Mountain at the Czech-German border

Čerchov (Schwarzkopf) is the highest mountain in the Upper Palatine Forest, Czech Republic, at 1042 m above sea level.

==Location==
The peak of Čerchov lies about 2 km from the Czech-German border. It lies on the municipal border between Česká Kubice and Pec, 11 km southwest of Domažlice.

==History==
After its use by the Wehrmacht in the Second World War the summit was intensively used by the Warsaw Pact until the 1990s as a surveillance station and was placed out of bounds to the public. In addition to the observation tower erected in 1904 by Vilém Kurz and known as the Kurz Tower, a second, larger tower was built in 1987 by the Czechoslovak Army which is used today for flight safety purposes and is not accessible.

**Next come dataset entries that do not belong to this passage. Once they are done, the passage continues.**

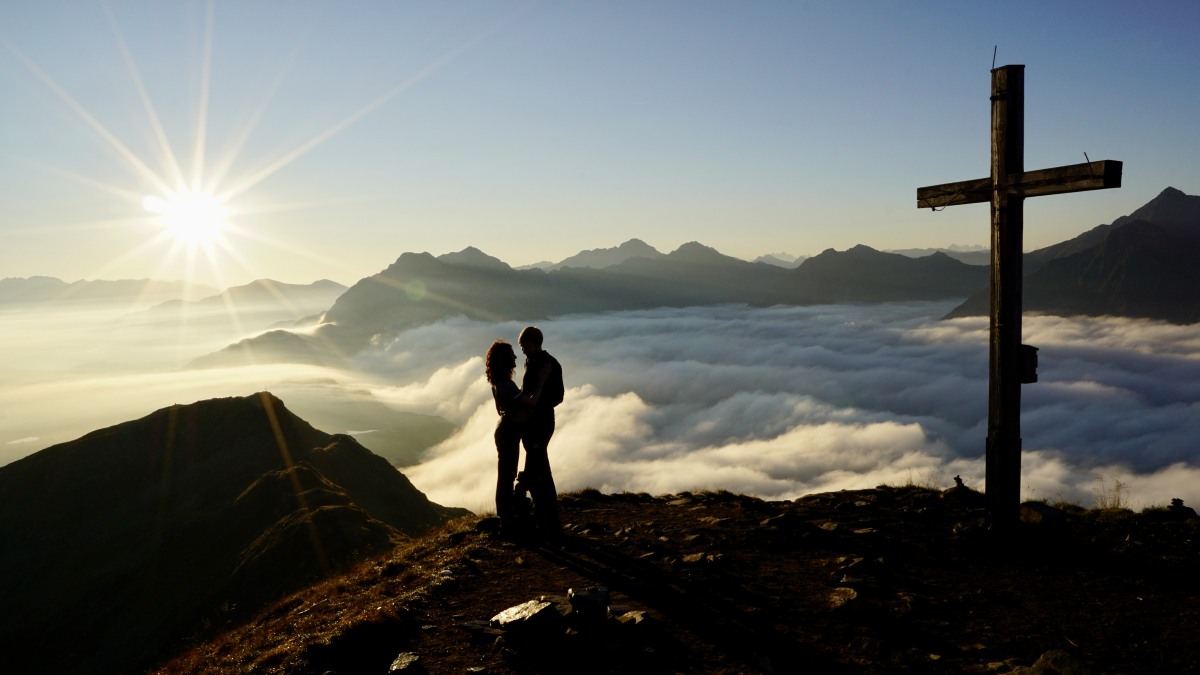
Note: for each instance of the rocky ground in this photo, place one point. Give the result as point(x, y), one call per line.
point(885, 580)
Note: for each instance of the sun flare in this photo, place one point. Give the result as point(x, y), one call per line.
point(191, 217)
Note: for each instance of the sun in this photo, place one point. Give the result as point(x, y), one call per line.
point(191, 217)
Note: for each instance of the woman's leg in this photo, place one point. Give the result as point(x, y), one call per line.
point(508, 452)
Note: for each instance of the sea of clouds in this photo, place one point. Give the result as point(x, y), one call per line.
point(785, 401)
point(774, 402)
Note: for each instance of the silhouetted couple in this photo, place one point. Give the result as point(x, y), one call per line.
point(527, 416)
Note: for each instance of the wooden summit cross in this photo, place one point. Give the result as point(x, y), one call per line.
point(1011, 363)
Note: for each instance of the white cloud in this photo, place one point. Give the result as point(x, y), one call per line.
point(777, 401)
point(784, 401)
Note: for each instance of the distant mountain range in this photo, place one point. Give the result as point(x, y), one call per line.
point(1144, 264)
point(121, 544)
point(420, 288)
point(48, 290)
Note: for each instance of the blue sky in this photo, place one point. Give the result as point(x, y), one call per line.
point(351, 132)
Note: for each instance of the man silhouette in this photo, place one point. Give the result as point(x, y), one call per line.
point(543, 374)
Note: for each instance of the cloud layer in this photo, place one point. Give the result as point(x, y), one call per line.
point(775, 402)
point(784, 401)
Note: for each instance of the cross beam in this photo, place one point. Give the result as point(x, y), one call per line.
point(1011, 364)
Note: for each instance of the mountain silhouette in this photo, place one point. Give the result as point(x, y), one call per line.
point(265, 292)
point(420, 288)
point(1140, 266)
point(129, 541)
point(49, 290)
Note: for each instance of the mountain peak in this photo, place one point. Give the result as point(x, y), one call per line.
point(695, 251)
point(193, 512)
point(472, 256)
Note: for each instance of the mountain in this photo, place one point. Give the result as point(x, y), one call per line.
point(893, 579)
point(419, 288)
point(972, 256)
point(1140, 266)
point(865, 275)
point(123, 544)
point(257, 305)
point(48, 290)
point(599, 258)
point(780, 260)
point(264, 292)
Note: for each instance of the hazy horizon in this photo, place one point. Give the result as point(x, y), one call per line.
point(774, 402)
point(223, 142)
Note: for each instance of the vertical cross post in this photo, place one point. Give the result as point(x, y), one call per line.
point(1009, 363)
point(1003, 449)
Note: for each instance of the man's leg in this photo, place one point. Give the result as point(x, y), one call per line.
point(541, 479)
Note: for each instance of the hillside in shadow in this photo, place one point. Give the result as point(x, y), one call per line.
point(877, 581)
point(123, 544)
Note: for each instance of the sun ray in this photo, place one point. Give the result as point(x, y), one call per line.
point(253, 179)
point(173, 168)
point(205, 90)
point(217, 173)
point(100, 129)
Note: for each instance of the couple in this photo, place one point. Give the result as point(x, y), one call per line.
point(527, 414)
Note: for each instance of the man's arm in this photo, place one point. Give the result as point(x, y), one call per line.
point(544, 374)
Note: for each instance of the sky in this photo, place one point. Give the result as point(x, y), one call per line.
point(225, 142)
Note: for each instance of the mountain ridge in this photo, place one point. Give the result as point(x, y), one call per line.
point(195, 513)
point(1134, 267)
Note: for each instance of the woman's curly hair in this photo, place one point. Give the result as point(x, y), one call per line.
point(501, 362)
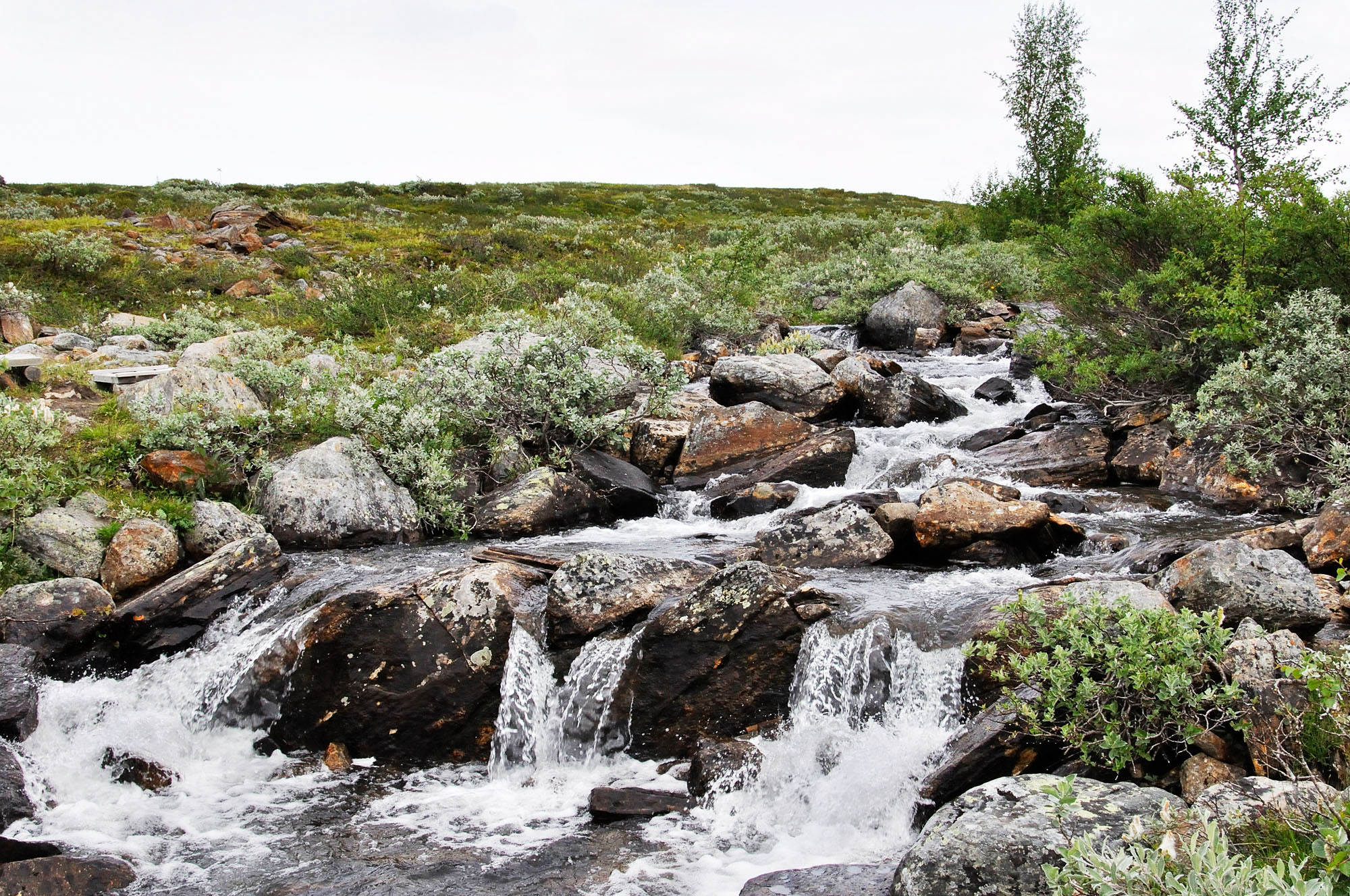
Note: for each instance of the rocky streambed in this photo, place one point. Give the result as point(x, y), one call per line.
point(759, 678)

The corresponding NATO communication station was located on the Hoher Bogen about 20 km away to the southeast. Other surveillance posts were sited inter alia on the Velký Zvon (German: Plattenberg, with a tower of very similar design built in 1978 and which had line-of-sight to the Čerchov site) and the Dyleň. As well as the Soviet Army the site was also used by Hauptabteilung III of the East German Stasi as a listening post (codenamed RUBIN). Following the opening of the border and reunification of Germany the listening posts were closed and from July 2000 the Kurz Tower has been accessible once more. The mountain offers an all-round view of the Bavarian Forest and the Czech Plain. In good weather conditions, the Alps may be seen. There is an amateur radio on the mountain.